3. One last noob question, apparently Kafka's great capability for supporting high write throughput is partially due to its sequential write, hence avoiding random disk seek. But given that consumer almost always consumes the message with a slight delay, does it mean whenever a consumer pulls new messages it breaks this nice sequential mechanism (because we need to seek to a different disk location than the end of the log file)?
Thanks!
AMazing videos. Consider using patterns or other visual indicators in place of color to accommodate various color-blindnesses
thanks !!
This guy’s presentation skills should be made gold standard, period !!!
Who is this guy ? Blew my mind away
First time learning about Kafka, learned everything I needed to know from your one video. You are a great presenter sir, thank you!
Excellent explanation in a short video Tim. Really appreciate your effort. Thank you!!
Cool, Unbelievable such a valuable information is for free.
21:24 now you confused me. I thought that the consumers used long polling, but you described a short polling mechanism.
Very good
Hi,
I am fresher, and new to Kafka. For storing those topics we need persistent storage and consuming a message don't delete that message. Now my question is suppose I have X ammount of persistent storage and producer produces X ammount message in Y days, what will happen to my storage after Y'th day?

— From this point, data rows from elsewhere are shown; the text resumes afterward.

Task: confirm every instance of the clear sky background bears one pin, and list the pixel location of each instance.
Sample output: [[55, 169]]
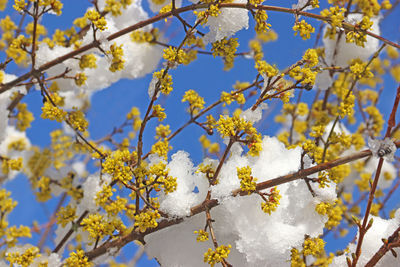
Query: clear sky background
[[205, 75]]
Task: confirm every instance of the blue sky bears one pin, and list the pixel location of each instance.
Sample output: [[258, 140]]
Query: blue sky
[[206, 76]]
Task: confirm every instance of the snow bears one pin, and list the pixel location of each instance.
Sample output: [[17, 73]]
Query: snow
[[239, 221]]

Super course, very effective and well delivered. Thanks !
Awesome, Very simple to understand and managed to hold the attention
Within a consumer group, if a consumer instance gets killed then how does Kafka handle that specific partition? Does it wait for some health check and reallocate that partition to a healthy consumer?
Great talk!!
Wait, but how do the consumers of the consumer_offset topic keep track of where they are?
This was solid. Thank you!
Nobody ever taught Kafka in details like you did Tim. Much appreciated 👍🏻
Dear Confluent,
Can we have Tim do videos on Spark, Druid and Kubernetes too?
Great video! Simple to understand and managed to hold attention
Simpy kafkaesque.
hahaha cornflower blue. awesome
Entering now in Kafka and finally a perfect simple rapid nice explanation. Thank you for this video!
Halfway through the video and already loving this guy. Super presentation and delivery skills. Kudos Tim!!
Well Explained.
Question : How the Disk Space underneath the Brokers/Segments Grow? Is that something Producers or Consumers need to be worried about? That's Cloud Offering as a SaaS or IaaS?
Thanks Tim for the awesome explanation of Kafka terms and how they relate with each other. After watching this video only I could understand kafka terms in real deep and I no more have to cram these terms again amd again.🙂
Thanks great breakdown and presentation .
Thank you, Tim and the Confluent team, your tutorials are top-notch and really help people understand the subject. Wish you all the best!
21:10 – why does one need a consistent key for ensuring ordered messages if there's a timestamp associated with all produced messages? Wouldn't the timestamp be enough to know the ordering of a group of related messages?
5:00 sounded an awful lot like consensus on Ethereum. Are the two architectures related?
I’m here for the t-shirt.
these videos are so good I download them just in case
Nicely explained. Thanks
Can the offset be synced across partitions so that we can have serial processing of the data ?
Very helpful. As a bizarre side note, the speakers voice sounds a lot like Weird Al Yankovich to me. Which is obviously a very good thing.